Please i just want something i can make a daily or weekly income with.

Thanks,

City


----------



## kernels (Jun 18, 2017)

What is it that you expect to be paid for? Do you have some skill that you could put to work online ?


----------



## city0016 (Jun 18, 2017)

I just want some kind of work at home and earn a commsion sort of,like marketing,forex trading etc.
Something that really pays.


----------



## justinhcase (Jun 18, 2017)

The problem with most of the world markets is that they demand an investment before giving you a return.
With over seven and a half billion people present on this planet you have to have some thing special to offer in order to divert resources to you.
From the fact you have no better way to find an income other than solicit for one on an open forum I would have to deduce you may be lacking such an ability.
Be very careful there are a multitude of predators who will contact you, find out what you want and construct a method of predation just for you.
Looking around you home town,Take note of what is doing well locally and ask them for a job would be a better idea.
Then if after a good days work you still have time and energy to waste on internet schemes you will at least have food on the table and a roof no mater what.
I started as a Kitchen Porter at age sixteen and normally have at least two job's at any one time.
even my metal trade has taken four days a week for three years and still has not paid me a wage.
In navigation we have a saying,the longest rout from Point (a) to Point (b) is the short cut.
The only opertunity I have seen that would seem's to provide an income from home with out much training or capital are the Web Cam buisness's.But even then you have to have an atractive appearance and a low self esteem to make money.


----------



## everydayisalesson (Jun 18, 2017)

kidney foundation pays to make calls for donations. Most things online that say they pay, THEY DON'T. you could start making videos, but it takes a long time to earn anything and then its minuscule. you could sell on ebay but then you need something to sell.

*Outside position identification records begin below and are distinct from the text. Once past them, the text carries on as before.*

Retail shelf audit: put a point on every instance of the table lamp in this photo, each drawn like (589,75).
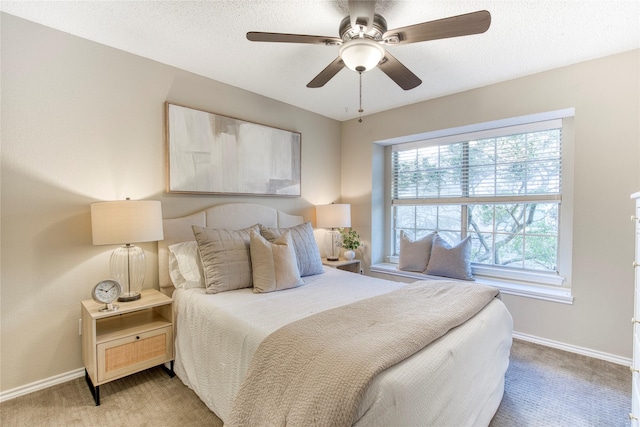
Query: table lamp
(333,216)
(125,222)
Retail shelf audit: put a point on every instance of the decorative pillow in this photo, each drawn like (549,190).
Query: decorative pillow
(274,263)
(447,261)
(304,244)
(414,255)
(225,257)
(185,268)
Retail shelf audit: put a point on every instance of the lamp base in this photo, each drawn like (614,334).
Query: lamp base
(129,296)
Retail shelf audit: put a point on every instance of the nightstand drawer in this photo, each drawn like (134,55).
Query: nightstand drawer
(123,356)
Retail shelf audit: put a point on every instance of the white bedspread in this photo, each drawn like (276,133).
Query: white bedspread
(457,380)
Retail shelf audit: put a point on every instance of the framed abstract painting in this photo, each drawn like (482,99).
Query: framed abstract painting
(212,154)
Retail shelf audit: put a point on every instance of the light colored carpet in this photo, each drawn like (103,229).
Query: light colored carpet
(544,387)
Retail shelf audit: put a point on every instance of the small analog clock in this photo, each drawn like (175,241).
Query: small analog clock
(106,292)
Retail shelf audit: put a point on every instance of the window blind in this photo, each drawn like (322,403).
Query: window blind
(510,164)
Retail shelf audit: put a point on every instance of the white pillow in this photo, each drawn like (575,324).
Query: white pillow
(185,268)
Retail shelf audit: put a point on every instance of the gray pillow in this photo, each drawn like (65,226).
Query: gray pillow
(274,264)
(226,261)
(304,244)
(414,255)
(447,261)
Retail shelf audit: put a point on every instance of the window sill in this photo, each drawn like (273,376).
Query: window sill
(546,293)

There is SEO, cant remember what it stands for but its posting links and yet another thing that takes years to produce any income. 

I hurt my back a few years ago and tried to find something for a year and never really could. I wish you luck but watch out, there are scams everywhere. 

Mike


----------



## patnor1011 (Jun 18, 2017)

Day-trading cryptocurrencies. But that is a gamble which either pays big or nothing. Requires capital too.


----------



## kernels (Jun 18, 2017)

I hope from the above responses you will realize that what you are looking for does not exist. Much better to meet reality sooner rather than later.


----------



## g_axelsson (Jun 19, 2017)

everydayisalesson said:


> There is SEO, cant remember what it stands for but its posting links and yet another thing that takes years to produce any income.

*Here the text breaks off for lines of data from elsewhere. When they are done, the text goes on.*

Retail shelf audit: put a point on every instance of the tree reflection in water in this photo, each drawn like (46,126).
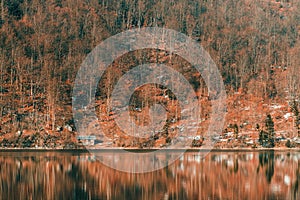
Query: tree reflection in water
(220,175)
(266,160)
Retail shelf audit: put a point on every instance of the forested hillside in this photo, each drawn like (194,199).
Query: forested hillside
(255,44)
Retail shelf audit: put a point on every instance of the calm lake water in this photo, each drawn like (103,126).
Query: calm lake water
(221,175)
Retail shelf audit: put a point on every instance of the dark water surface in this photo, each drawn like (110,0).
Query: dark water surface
(221,175)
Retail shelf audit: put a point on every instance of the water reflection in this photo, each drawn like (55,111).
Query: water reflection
(221,175)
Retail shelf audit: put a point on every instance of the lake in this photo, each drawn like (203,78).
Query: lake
(220,175)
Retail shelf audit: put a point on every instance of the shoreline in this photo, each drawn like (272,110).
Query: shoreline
(136,150)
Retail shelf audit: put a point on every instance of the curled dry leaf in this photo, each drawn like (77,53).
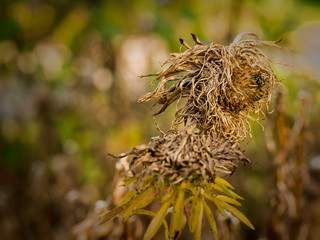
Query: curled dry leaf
(222,85)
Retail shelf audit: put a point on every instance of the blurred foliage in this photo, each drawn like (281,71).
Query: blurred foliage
(69,84)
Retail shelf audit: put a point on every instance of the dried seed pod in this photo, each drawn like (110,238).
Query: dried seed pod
(222,85)
(177,156)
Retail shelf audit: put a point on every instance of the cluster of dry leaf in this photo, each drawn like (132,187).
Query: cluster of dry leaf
(216,89)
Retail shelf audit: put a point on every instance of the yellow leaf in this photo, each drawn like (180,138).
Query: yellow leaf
(143,200)
(219,181)
(177,215)
(128,181)
(130,195)
(216,202)
(211,219)
(108,216)
(223,189)
(156,221)
(195,209)
(197,232)
(235,212)
(227,200)
(150,213)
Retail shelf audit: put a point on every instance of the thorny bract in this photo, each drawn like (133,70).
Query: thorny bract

Search Engine Optimization... or spammers, just deleted seven spams on GRF and reported the links to google spam, then one on my wiki. I spent 20 minutes of my morning cleaning up after the spammers. Lowlifes in my view, but what I really want to say I can't because of the rules of this forum.

:evil: 

Göran


----------



## macfixer01 (Jun 20, 2017)

Penny Hoarder is a source to find out about work at home deals, rebate deals, all kinds of unconventional money making ventures.

https://www.thepennyhoarder.com



Macfixer01


----------



## rickbb (Jun 23, 2017)

When you call QVC, The Home Shopping network, etc. You are really calling someone sitting at home on a PC with an IP phone. Instead of having a giant call center somewhere it's distributed across thousands of stay at home workers.

They read a script to you about whatever it is you're ordering and try and "upsell" you while on the phone.

They pay based on your time, your upselling, etc. You set your own hours, but you have to work those hours or they will cut you off. If you tell them you can work 3 hours next Tuesday from 9 to 12, you better do it. 

I couldn't do such work, but I know someone that does and loves it.

This is what most of those "work at home on a pc" ads are all about.


----------